Burying her was the hardest part, carrying her already stiff body down from the kitchen, down all those steps to the hole I’d just crawled out of. The blanket pulled away from her snout as I laid her to rest. That’s when I really lost it, when I saw those beautiful blue eyes for the last time.

I got it together enough to ask everyone to share their favorite Layla story. To this day, I cannot remember a single one. The kids dropped daffodils, a tennis ball, and a squeak toy onto the remains of our beloved pet, the dog we so often called “our first child.” And then we said goodbye.

As I began to fill in the grave, I kept fearing Layla would wake up. I kept thinking we had made some terrible mistake. I was so lost in my chore, my thoughts, I didn’t realize the rest of the family had walked back to the house.

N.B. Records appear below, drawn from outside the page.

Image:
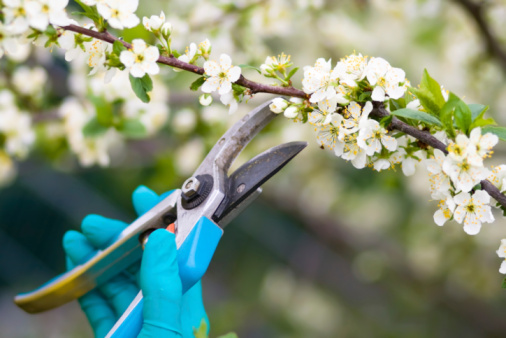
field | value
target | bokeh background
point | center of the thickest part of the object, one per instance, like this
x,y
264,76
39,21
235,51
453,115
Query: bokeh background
x,y
327,250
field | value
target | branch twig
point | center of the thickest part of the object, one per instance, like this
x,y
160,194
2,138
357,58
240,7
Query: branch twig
x,y
255,87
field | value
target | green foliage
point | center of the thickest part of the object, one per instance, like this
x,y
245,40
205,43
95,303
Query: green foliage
x,y
141,87
499,131
461,112
418,116
132,128
477,111
91,12
429,94
104,110
94,128
197,83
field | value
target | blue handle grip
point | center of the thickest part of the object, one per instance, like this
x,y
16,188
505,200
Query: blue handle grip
x,y
193,258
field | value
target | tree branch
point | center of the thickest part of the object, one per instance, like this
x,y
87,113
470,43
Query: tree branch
x,y
428,138
255,87
475,10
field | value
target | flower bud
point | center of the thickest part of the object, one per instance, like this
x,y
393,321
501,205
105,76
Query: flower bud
x,y
278,105
291,112
166,30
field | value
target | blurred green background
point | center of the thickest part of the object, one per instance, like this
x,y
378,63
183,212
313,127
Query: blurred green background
x,y
327,250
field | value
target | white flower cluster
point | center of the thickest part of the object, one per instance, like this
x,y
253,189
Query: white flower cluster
x,y
453,178
325,83
220,77
16,135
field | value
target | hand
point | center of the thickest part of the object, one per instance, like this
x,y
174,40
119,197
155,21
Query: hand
x,y
167,313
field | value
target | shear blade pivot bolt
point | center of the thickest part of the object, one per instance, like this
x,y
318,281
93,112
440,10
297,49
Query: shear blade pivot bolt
x,y
191,186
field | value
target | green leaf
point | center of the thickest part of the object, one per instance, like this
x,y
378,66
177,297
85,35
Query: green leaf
x,y
94,128
197,83
427,101
141,87
478,110
432,87
229,335
132,128
385,122
118,47
418,116
104,110
243,66
292,73
499,131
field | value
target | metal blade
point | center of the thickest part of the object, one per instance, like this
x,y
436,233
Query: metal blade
x,y
252,174
107,263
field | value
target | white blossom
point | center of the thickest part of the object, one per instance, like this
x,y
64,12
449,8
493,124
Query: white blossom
x,y
119,14
473,210
439,181
497,177
386,80
189,53
501,252
29,81
16,16
328,134
16,127
351,69
204,49
7,168
291,112
481,146
349,150
220,75
445,212
8,43
154,23
464,175
322,115
141,59
229,100
319,81
205,99
372,136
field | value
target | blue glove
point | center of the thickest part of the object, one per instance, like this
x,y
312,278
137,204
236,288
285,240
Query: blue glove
x,y
167,313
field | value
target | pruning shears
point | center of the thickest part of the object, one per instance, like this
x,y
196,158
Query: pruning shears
x,y
197,214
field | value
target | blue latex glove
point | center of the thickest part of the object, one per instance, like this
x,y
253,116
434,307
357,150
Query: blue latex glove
x,y
167,313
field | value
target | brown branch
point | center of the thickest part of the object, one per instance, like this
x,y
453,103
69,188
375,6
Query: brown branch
x,y
475,10
428,138
255,87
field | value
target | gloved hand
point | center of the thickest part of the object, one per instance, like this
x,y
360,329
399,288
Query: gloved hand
x,y
167,313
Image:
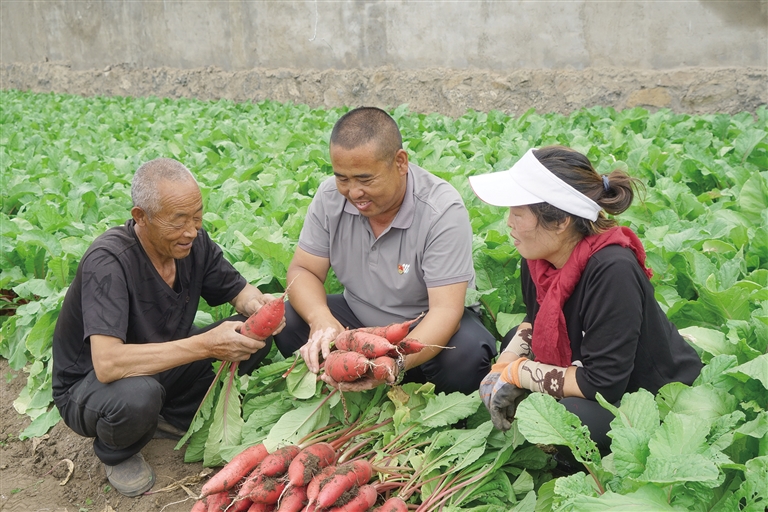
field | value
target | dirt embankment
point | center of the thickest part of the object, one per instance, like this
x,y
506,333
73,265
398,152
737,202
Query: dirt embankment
x,y
447,91
60,473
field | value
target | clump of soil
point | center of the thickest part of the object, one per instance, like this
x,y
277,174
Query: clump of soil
x,y
59,472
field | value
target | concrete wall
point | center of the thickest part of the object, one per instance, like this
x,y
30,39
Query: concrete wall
x,y
402,38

I just looked up and they were gone.

That’s how it felt. How fast it happened.

I stared out at the lake, waiting to hear a splash, a yip. A faint pink glow rimmed the eastern horizon. My writerly mind grasped for metaphors, some sort of symbolism about a new dawn, a new day that would help ease the pain. But there was no getting around the truth: For the first time in the whole of my adult life, I was completely and utterly alone.

I stepped into the water and started to swim.